Simulations of the Sunyaev-Zel'dovich Power Spectrum with AGN Feedback

TL;DR

This study uses hydrodynamical simulations to analyze how AGN feedback influences the Sunyaev-Zel'dovich power spectrum, improving agreement with observations and constraining intracluster gas models.

Contribution

It introduces a new AGN feedback model in simulations that better matches observed cluster properties and refines the understanding of SZ power spectrum uncertainties.

Findings

AGN feedback simulations align better with X-ray cluster data.

SZ power spectrum at high multipoles is sensitive to feedback models.
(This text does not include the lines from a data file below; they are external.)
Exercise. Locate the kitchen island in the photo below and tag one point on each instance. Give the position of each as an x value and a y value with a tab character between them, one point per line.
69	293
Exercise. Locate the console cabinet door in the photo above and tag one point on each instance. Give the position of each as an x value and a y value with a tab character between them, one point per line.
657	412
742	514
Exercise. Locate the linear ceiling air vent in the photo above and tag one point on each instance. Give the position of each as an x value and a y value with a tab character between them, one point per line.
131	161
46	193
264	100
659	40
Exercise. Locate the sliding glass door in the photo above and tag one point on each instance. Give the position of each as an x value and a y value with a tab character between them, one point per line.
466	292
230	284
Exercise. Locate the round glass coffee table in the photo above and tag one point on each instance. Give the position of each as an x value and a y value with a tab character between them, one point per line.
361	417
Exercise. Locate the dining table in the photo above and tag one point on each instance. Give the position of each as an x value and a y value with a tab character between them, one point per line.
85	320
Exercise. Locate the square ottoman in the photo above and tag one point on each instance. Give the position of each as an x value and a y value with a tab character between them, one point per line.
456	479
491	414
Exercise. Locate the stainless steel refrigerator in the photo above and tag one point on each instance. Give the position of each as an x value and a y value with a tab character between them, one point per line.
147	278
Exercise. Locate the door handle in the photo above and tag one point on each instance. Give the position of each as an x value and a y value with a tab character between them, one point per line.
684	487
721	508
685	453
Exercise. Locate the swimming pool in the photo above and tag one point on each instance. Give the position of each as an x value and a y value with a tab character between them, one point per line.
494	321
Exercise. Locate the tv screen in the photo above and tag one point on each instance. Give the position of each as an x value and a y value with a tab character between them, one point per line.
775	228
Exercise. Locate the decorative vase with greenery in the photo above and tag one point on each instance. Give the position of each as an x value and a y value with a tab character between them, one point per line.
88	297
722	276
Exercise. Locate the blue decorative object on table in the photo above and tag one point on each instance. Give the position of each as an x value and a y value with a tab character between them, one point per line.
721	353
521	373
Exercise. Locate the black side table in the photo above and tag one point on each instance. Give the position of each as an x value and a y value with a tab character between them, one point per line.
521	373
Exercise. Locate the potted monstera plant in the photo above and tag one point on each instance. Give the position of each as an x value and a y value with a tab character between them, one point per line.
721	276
Inclusion of AGN feedback reduces tension in cosmological parameter estimates.

Abstract

We explore how radiative cooling, supernova feedback, cosmic rays and a new model of the energetic feedback from active galactic nuclei (AGN) affect the thermal and kinetic Sunyaev-Zel'dovich (SZ) power spectra. To do this, we use a suite of hydrodynamical TreePM-SPH simulations of the cosmic web in large periodic boxes and tailored higher resolution simulations of individual galaxy clusters. Our AGN feedback simulations match the recent universal pressure profile and cluster mass scaling relations of the REXCESS X-ray cluster sample better than previous analytical or numerical approaches. For multipoles $\ell\lesssim 2000$, our power spectra with and without enhanced feedback are similar, suggesting theoretical uncertainties over that range are relatively small, although current analytic and semi-analytic approaches overestimate this SZ power. We find the power at high 2000-10000 multipoles which ACT and SPT probe is sensitive to the feedback prescription, hence can constrain the theory of intracluster gas, in particular for the highly uncertain redshifts $>0.8$. The apparent tension between $\sigma_8$ from primary cosmic microwave background power and from analytic SZ spectra inferred using ACT and SPT data is lessened with our AGN feedback spectra.